Of the nine factions constituting the city council, six proposed the package. The Liberal Democratic Party (LDP) Shinsei Club with ten members, the largest faction in the city council, along with the Hiroshima Seiwa Club with nine members, opposed the package.

Tokukazu Kiyama, secretary general of the Shinsei Club, explained, "The city council has not received adequate explanation regarding the consideration of a bid to host the Olympic Games and the issue of the site of the former Hiroshima Municipal Stadium. We opposed the measure to express the feeling that we cannot accept the mayor's political stance." Haruo Yamada, secretary general of the Seiwa Club, argued that, "As the elimination of nuclear weapons by 2020 is difficult in reality, it's unreasonable to seek the government's approval for this aim."

On December 11, the Nagasaki City Council unanimously approved a package of proposals to the same effect. Kenji Ota, secretary general of the Citizens' Coalition, which allowed its name to be added as a proponent of the package at the Hiroshima City Council, deplored the outcome, saying, "Emotional entanglements with the mayor and the value judgment from the standpoint of the assembly should be two different things. Are they truly representing the voices of the many citizens who are seeking nuclear abolition?"

Hiroshima Mayor Akiba, Hiroshima City Council Chair Hiroyuki Fujita, Nagasaki Mayor Tomihisa Taue, and Nagasaki City Council Chair Takashi Yoshihara will hand the written statement of the package of proposals to Foreign Minister Katsuya Okada and others on December 21. Sunao Tsuboi, 84, chair of the Hiroshima Prefectural Confederation of A-bomb Sufferers Organizations and co-chairperson of the Japan Confederation of A- and H-bomb Sufferers Organizations, commented, "The elimination of nuclear weapons is Hiroshima's long-cherished wish. I wish the Hiroshima City Council had unanimously approved the proposals."

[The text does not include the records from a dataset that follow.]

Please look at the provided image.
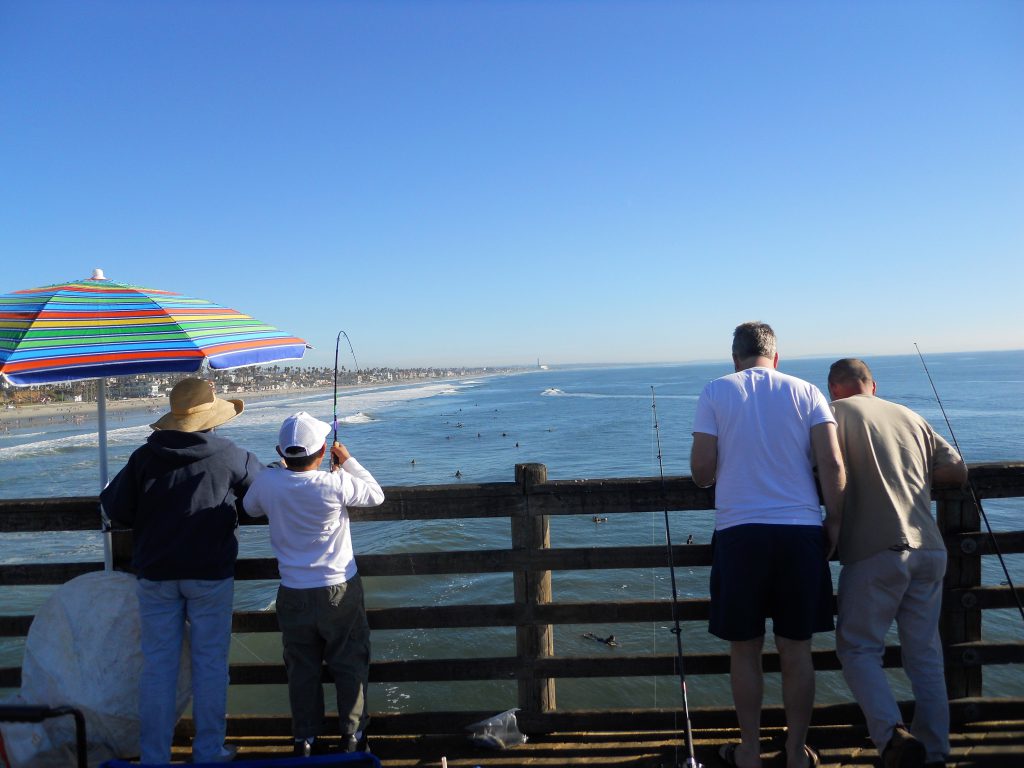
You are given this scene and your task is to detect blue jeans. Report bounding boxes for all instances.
[138,579,234,764]
[836,550,949,762]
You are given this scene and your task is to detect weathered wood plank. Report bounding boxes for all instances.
[205,697,1024,738]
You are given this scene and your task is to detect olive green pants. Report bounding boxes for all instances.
[278,575,370,738]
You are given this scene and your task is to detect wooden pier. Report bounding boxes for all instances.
[0,463,1024,768]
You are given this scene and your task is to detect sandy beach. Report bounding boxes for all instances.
[0,387,331,428]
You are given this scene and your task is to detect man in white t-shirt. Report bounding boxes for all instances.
[245,412,384,755]
[690,323,846,768]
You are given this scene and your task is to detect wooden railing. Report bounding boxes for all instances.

On the other hand, the Hiroshima Prefectural Assembly agreed, at the assembly steering committee on December 18, to pass a resolution in pursuit of nuclear abolition and a lasting peace on December 22, the last day of the current regular meeting. The prefectural assembly is dealing with a resolution for the abolition of nuclear weapons for the first time in 11 years. The resolution has been proposed by the LDP Sasshin Cuncil, the largest faction in the assembly, in anticipation of the NPT Review Conference. It is expected that the resolution will be unanimously approved.

Keywords

The Hiroshima-Nagasaki Protocol

Mayors for Peace, for which Hiroshima Mayor Tadatoshi Akiba serves as president, proposed the protocol in April 2008. The protocol provides concrete steps toward the elimination of nuclear weapons, proposing 1) an immediate end to actions that will lead non-nuclear weapon states to acquire nuclear weapons and nuclear weapon states to use these weapons, 2) demanding nuclear weapon states begin negotiations to reach an agreement on an international framework in pursuit of nuclear abolition, 3) making legislative preparations banning actions by 2015 that will lead to acquisition and use of nuclear weapons, and 4) formulating a concrete plan to realize nuclear abolition by 2020.